I received this book free from the Publisher in exchange for an honest review. This does not affect my opinion of the book or the content of my review.

Book Review – Dead Set by Richard KadreyDead Set by Richard Kadrey
Published by Harper Voyager on October 29th 2013
Pages: 309
Genres: Horror, Urban Fantasy
Format: Hardcover
Source: the Publisher
Amazon
Goodreads

Also by this author: Sandman Slim, The Everything Box, The Wrong Dead Guy

three-half-stars

After her father’s funeral, Zoe and her mother moved to the Big City to start over. But life’s not so easy, the money is tight, and a new school brings trials. Fortunately, she has an escape: her dreams. A world of freedom and solace removed from the loneliness and anxieties of real life, Zoe's dreamscape offers another, more precious, gift: It is the only place where she can spend time with her closest companion — her lost brother Valentine.

Yet something is very wrong. An unfamiliar — and uninvited — presence has entered her private realm to threaten Zoe and Valentine, a disturbing turn of events that is compounded by an impossible discovery. A chance encounter at a used record store where the grooves of the vinyl discs hold not music, but lost souls, has opened up a portal to the world of the restless dead. Now, the shop’s strange proprietor is offering Zoe the chance to commune with the father whose passing took a piece of her heart. The price? A lock of hair. Then a tooth. Then...

How far into this eerie world will Zoe go to discover what she truly needs? And once she does, will there be enough left of her to come back?

“Most people, even the ones we hold dear, are seldom what we think.”

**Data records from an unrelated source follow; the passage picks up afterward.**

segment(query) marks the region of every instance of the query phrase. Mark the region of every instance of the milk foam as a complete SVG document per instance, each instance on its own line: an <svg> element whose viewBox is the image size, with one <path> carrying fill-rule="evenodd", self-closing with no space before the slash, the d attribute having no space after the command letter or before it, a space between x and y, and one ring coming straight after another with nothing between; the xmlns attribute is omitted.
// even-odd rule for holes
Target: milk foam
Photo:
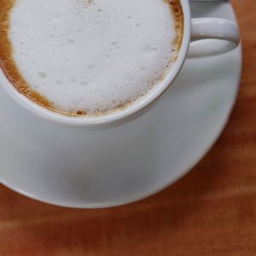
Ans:
<svg viewBox="0 0 256 256"><path fill-rule="evenodd" d="M15 61L57 111L95 113L145 95L177 55L164 0L17 0Z"/></svg>

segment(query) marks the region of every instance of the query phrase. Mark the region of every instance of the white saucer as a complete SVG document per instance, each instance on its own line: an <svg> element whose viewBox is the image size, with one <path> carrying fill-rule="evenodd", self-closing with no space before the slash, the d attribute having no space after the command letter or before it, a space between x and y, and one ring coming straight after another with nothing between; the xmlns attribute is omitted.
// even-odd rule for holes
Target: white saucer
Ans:
<svg viewBox="0 0 256 256"><path fill-rule="evenodd" d="M228 3L192 3L191 9L194 17L236 20ZM46 123L0 88L1 183L42 201L83 208L154 194L184 175L216 141L236 100L241 70L241 47L189 59L155 107L105 131Z"/></svg>

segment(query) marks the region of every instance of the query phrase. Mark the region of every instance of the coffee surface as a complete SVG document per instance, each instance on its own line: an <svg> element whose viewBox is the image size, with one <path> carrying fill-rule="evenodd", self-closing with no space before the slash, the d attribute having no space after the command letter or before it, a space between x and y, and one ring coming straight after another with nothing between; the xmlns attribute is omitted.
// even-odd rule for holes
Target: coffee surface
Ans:
<svg viewBox="0 0 256 256"><path fill-rule="evenodd" d="M105 114L157 86L183 38L178 0L0 0L0 64L13 85L67 115Z"/></svg>

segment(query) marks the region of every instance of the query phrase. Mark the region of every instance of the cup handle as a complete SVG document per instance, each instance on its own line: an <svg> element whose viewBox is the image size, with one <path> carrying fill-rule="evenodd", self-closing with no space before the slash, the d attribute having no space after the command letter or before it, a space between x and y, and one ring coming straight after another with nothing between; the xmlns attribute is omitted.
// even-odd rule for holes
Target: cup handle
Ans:
<svg viewBox="0 0 256 256"><path fill-rule="evenodd" d="M213 51L209 47L193 48L189 52L189 57L200 57L228 52L236 48L240 43L239 28L237 25L226 19L195 18L191 21L191 43L203 39L220 39L228 41L228 46L218 45ZM207 44L204 43L205 44ZM192 48L192 47L191 47Z"/></svg>

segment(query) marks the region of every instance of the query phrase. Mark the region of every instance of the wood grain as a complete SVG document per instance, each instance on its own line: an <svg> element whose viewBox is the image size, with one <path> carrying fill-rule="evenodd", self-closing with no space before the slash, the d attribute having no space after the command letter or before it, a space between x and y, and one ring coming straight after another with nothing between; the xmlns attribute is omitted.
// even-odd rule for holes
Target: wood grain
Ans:
<svg viewBox="0 0 256 256"><path fill-rule="evenodd" d="M165 191L113 209L64 209L2 186L1 256L256 255L256 3L232 3L243 39L241 86L204 160Z"/></svg>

Zoe is struggling to cope with the recent devastation of her father’s death. He left Zoe and her mother destitute and the two were forced to move into a small, dingy apartment to make ends meet. Zoe and her father both shared a love of music, of punk music, and when she stumbles upon a record store one day to browse the stacks she uncovers far more than she could have ever expected. The old records contain far more than classic music; they contain the contents of a persons very soul including Zoe’s father.

The most interesting aspect for me about Dead Set was the Egyptian lore that was incorporated into the story. Zoe travels to the underworld in order to see her father and they have a wonderful time together yet she doesn’t realize until after that she was only shown this peaceful place by her father in hopes that she would leave and never return. When she comes back and witnesses the horror of what truly goes on, Zoe refuses to leave her father in this hellish place. Queen Hecate is the moon-goddess that rules this nightmarish underworld, a place called Iphigene. Her children, enormous black dogs and black cobras, feed on the people forced to reside there. Iphigene is a terrifying and fearsome place when you consider these people are forced to remain there for all eternity.

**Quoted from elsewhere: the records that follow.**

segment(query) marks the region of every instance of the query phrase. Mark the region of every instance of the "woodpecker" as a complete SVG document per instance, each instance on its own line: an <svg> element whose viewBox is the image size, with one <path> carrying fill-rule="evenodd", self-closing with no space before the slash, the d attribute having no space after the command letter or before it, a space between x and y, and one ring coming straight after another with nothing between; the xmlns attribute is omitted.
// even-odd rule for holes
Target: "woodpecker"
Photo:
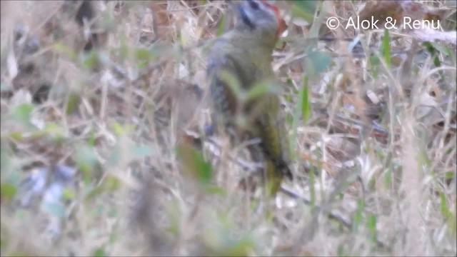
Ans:
<svg viewBox="0 0 457 257"><path fill-rule="evenodd" d="M217 114L215 121L228 133L234 128L238 138L248 135L260 138L257 148L263 163L266 193L273 196L284 176L292 178L279 99L277 94L265 93L243 103L224 75L229 74L246 91L260 83L274 81L271 54L281 32L279 11L265 0L243 1L232 7L236 14L235 26L216 39L207 61L206 74ZM241 116L248 120L247 126L237 122Z"/></svg>

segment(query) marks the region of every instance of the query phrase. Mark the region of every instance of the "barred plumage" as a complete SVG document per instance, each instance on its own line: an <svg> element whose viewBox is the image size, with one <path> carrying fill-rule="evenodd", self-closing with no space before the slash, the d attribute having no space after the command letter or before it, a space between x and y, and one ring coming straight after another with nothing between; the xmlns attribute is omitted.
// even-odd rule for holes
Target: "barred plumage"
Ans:
<svg viewBox="0 0 457 257"><path fill-rule="evenodd" d="M208 59L206 71L217 114L216 121L226 128L236 127L243 133L238 134L239 137L246 132L261 139L267 193L272 196L284 176L292 178L279 99L276 94L266 93L241 102L224 79L224 73L231 74L246 90L259 83L274 81L271 53L278 39L278 11L276 6L253 0L238 4L236 11L235 28L216 41ZM246 128L237 124L237 115L248 118Z"/></svg>

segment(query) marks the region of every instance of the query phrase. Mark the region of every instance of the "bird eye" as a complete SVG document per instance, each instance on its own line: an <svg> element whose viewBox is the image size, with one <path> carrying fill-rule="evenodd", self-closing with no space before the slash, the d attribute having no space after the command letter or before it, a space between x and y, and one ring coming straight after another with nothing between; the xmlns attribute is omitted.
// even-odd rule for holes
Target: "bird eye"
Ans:
<svg viewBox="0 0 457 257"><path fill-rule="evenodd" d="M249 1L249 5L251 6L251 8L254 10L257 10L258 9L258 4L254 1Z"/></svg>

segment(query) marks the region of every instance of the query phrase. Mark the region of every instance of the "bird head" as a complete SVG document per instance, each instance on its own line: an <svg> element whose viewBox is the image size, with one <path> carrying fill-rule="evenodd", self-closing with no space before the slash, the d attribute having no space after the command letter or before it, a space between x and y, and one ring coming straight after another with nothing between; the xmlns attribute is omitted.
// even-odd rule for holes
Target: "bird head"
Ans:
<svg viewBox="0 0 457 257"><path fill-rule="evenodd" d="M235 29L247 30L253 36L276 43L283 29L278 6L266 0L246 0L233 7L237 16Z"/></svg>

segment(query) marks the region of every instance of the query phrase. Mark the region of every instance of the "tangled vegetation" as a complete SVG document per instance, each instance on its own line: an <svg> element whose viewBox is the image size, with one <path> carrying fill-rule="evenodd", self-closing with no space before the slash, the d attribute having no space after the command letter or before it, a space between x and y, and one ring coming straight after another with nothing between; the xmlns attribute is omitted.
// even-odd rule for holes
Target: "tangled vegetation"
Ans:
<svg viewBox="0 0 457 257"><path fill-rule="evenodd" d="M1 4L2 256L457 254L455 1L275 1L294 179L274 203L208 133L227 3ZM441 29L347 26L386 13Z"/></svg>

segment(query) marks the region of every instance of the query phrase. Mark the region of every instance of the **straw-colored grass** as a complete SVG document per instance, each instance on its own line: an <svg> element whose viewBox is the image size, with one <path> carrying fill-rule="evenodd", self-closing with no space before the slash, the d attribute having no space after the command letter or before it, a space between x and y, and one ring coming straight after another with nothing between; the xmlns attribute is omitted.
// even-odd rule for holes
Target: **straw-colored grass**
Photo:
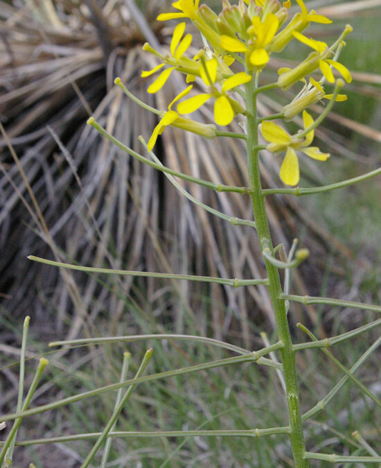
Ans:
<svg viewBox="0 0 381 468"><path fill-rule="evenodd" d="M140 22L144 17L131 9L136 4L142 8L148 26ZM141 70L156 64L154 58L141 51L143 43L148 39L151 42L156 40L163 50L168 46L172 28L155 21L159 4L154 1L108 0L98 4L94 0L30 0L12 6L0 1L0 114L4 128L0 140L0 294L4 331L0 338L3 346L7 343L10 345L9 349L3 347L1 350L8 349L13 358L17 353L12 328L26 313L32 317L32 330L35 327L35 339L44 343L50 339L73 339L79 336L166 330L190 331L218 339L229 336L231 341L254 347L260 341L255 338L258 330L272 332L274 319L265 288L232 291L216 284L188 285L152 278L105 279L60 272L26 259L26 255L33 254L82 265L126 270L230 278L263 276L263 266L258 261L259 246L250 227L230 225L195 207L179 196L161 174L132 160L85 125L87 118L94 115L116 138L143 153L137 137L141 134L145 139L149 137L156 125L155 117L129 101L114 86L113 80L121 76L134 94L159 109L165 109L178 92L180 84L168 83L157 95L148 95L148 83L140 76ZM314 4L317 9L320 2ZM353 33L354 39L349 39L351 44L356 41L358 44L363 39L362 35L366 34L366 44L371 44L371 35L366 26L362 28L361 21L364 24L374 21L377 15L380 19L380 5L379 0L334 3L322 6L321 12L339 20L338 28L342 23L358 23L360 29ZM380 31L375 33L378 40L379 40ZM360 114L356 105L349 101L342 105L341 110L339 105L335 107L326 126L316 135L321 141L321 147L337 155L338 162L330 162L329 169L326 165L321 171L305 164L303 182L305 186L333 182L335 168L355 175L380 165L379 153L372 150L379 150L378 144L381 141L377 125L379 112L374 104L381 96L381 67L370 67L372 60L377 60L371 55L373 52L371 63L360 62L357 66L356 60L364 54L358 47L357 58L353 60L349 53L346 55L347 60L353 60L354 78L346 89L355 101L362 99L363 106L369 106L372 112ZM380 60L380 54L378 57ZM281 62L274 60L274 73L281 64L292 63L292 58L286 51ZM366 67L369 68L364 71ZM272 76L268 79L271 80ZM260 111L265 114L279 105L265 98ZM321 106L317 105L313 110L319 113ZM355 114L364 120L356 121L353 118ZM195 115L200 121L209 122L211 118L207 107ZM232 124L231 130L238 131L235 125ZM355 143L351 144L351 141ZM243 186L247 184L247 175L240 144L224 139L205 141L168 129L157 154L166 166L176 170L216 182ZM353 162L358 169L352 168ZM277 161L265 155L262 171L266 187L279 184ZM249 200L245 197L216 194L181 183L193 196L229 215L242 218L251 216ZM346 266L351 268L354 265L351 246L345 245L345 236L333 215L322 221L317 214L325 209L327 203L327 198L319 200L321 204L316 206L304 198L268 198L275 242L288 247L293 237L299 236L312 252L311 260L294 277L294 291L299 294L313 295L321 291L321 279L327 287L344 288ZM330 227L335 229L335 236L330 234L329 223ZM368 263L362 257L357 264L360 271L368 271ZM357 279L351 283L356 290L362 283ZM374 294L374 289L366 293ZM323 320L319 309L310 306L307 310L308 318L301 315L301 309L296 308L295 322L303 317L303 321L312 322L321 338L325 329L339 327L332 317ZM35 346L36 349L44 349L37 343ZM114 356L114 352L110 354ZM200 349L192 348L184 354L192 361L199 358L200 352ZM103 365L105 362L110 365L109 379L112 381L117 379L114 358L110 354L94 351L82 358L76 355L80 361L83 358L78 367L80 372L76 374L80 376L78 385L102 385L109 379L98 367L97 356L100 356L99 363ZM161 358L164 363L165 356ZM89 361L94 370L91 383L86 370L80 367L89 365ZM308 362L301 359L299 364L307 367ZM168 362L168 366L170 363L173 364ZM77 372L76 365L69 361L60 365L65 372ZM6 371L6 376L11 385L8 387L7 383L1 409L13 410L17 390L12 369ZM223 381L223 376L224 372L216 377L217 388L221 388L218 379ZM256 378L260 379L260 374ZM192 383L196 385L195 379ZM56 391L52 385L50 385L49 391ZM64 393L62 380L60 385ZM200 382L200 387L202 385ZM184 392L190 391L190 386L180 390L176 385L172 389L158 387L153 390L155 395L147 397L152 399L140 403L154 406L152 401L161 392L184 397ZM208 395L211 404L213 392ZM239 397L234 398L238 399L234 404L239 406ZM196 406L195 402L193 404ZM220 410L224 407L222 405ZM186 409L188 410L184 406ZM157 410L158 414L161 412L159 417L165 421L167 415L163 413L170 413L172 408ZM139 412L136 409L134 424L144 426L148 422L143 416L139 419ZM205 414L208 414L207 405ZM63 415L60 417L60 428L70 432L71 428L65 427L61 419ZM274 424L271 408L267 415ZM171 413L170 417L175 416ZM195 424L200 424L197 419ZM41 423L42 426L48 424L44 419ZM55 429L57 427L55 425ZM197 442L192 442L195 443L197 453ZM229 446L226 451L229 456L238 450L238 447L233 448L235 444ZM169 445L163 445L167 453L171 453ZM277 446L274 447L277 451ZM221 450L222 447L216 446L215 449ZM76 458L73 453L68 457ZM266 460L263 458L263 463L268 462ZM146 466L151 466L150 463Z"/></svg>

Zoe’s character was troubled yet she remained spirited and was a fantastic main character. Her father’s death left her more devastated than we get to witness first-hand with the only reference being a rubber band she keeps on her wrist that she snaps as a reminder not to cut herself. At this point in the story she’s been able to overcome the damage she inflicts upon herself but while her wounds aren’t as deep they’re still not fully healed. Presented with this situation that her father is in she seeks to help him in anyway she can so as to assuage her own suffering.

Dead Set is an extremely violent and horrifying tale but was immensely entertaining. This is Kadrey’s first YA novel and my first read by him. His Sandman Slim series is widely touted and is definitely being added to my to be read pile.